Country: United States

Location: Olympic National Park, Washington

Round trip: 6 km

Start elevation: 1860 m

Final elevation: 2060 m

Map: 1:62,500, Hurricane Ridge, Custom Correct

Contributor: Alan Tracey/David Sellars





getting there

Drive to the Hurricane Ridge Visitor Centre from Port Angeles and then take the gravel road east to the parking lot at Obstruction Point



featured plant

Collomia debilis var. larsenii





partial plant list

Allium crenulatum

Anemone occidentalis

Campanula piperi

Campanula rotundifolia

Cassiope mertensiana

Collomia debilis var. larsenii

Douglasia laevigata

Erigeron compositus

Erythronium grandiflorum

Erythronium montanum

Lilium columbianum

Lupinus lepidus var.lobbii

Orobanche uniflora var. purpurea

Penstemon davidsonii var. menziezii

Phlox diffusa

Phlox hendersonii

Phyllodoce glanduliflora

Phyllodoce empetriformis

Phacelia sericea

Castilleja species

Saxifraga bronchialis

Saxifraga caespitosa

Veronica cusickii

Viola adunca


 
 


Leaving the parking lot at Obstruction Point and walking along the trail heading north and east toward Elk Mountain  one need progress no more than 1 or 2 km in order to find numerous, and some of the less abundant, plants of the Olympic mountains.  Not far from the parking lot and located in a few rocky crevices two Olympic endemics will be found,  Campanula piperi and Viola flettiiViola adunca is also found in this area but V. fletti is distinguished by its kidney-shaped leaves with purple stems and veins and cannot be confused with its cousin.  Further along, the trail passes through scree fields where our featured plant, Collomia debilis var. larsenii will be found.  This beautiful highlander is not endemic here but is quite rare throughout its range.
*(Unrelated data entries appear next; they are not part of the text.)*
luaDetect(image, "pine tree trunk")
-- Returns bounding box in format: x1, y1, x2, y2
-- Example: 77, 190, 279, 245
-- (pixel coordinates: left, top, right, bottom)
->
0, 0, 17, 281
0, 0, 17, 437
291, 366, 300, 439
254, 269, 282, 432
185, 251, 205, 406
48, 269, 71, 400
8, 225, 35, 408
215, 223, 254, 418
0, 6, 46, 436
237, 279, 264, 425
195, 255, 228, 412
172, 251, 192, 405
Another highlight of the Olympics is Douglasia laevigata with its blossoms of various shades of pink and red and it will be encountered throughout this walk as will a third Olympic endemic, the paintbrush Castilleja parviflora var. olympica which is almost identical in its pink colouration to the Owl clover, Orthocarpus imbricatus, with which it associates.  These are partially parasitic plants, feeding off the roots of other plants.  Another parasitic plant, the diminutive Orobanche uniflora var. purpurea will also be seen by the careful observer.


This is a good non-strenuous walk that gives access to many plants not otherwise easily found.  A little scrambling into rockier areas will prove even more rewarding with such plants as the diminutive Phlox hendersonii, the hairy-leaved potentilla, Potentilla hirsuta, and ever more colour forms of Douglasia laevigata.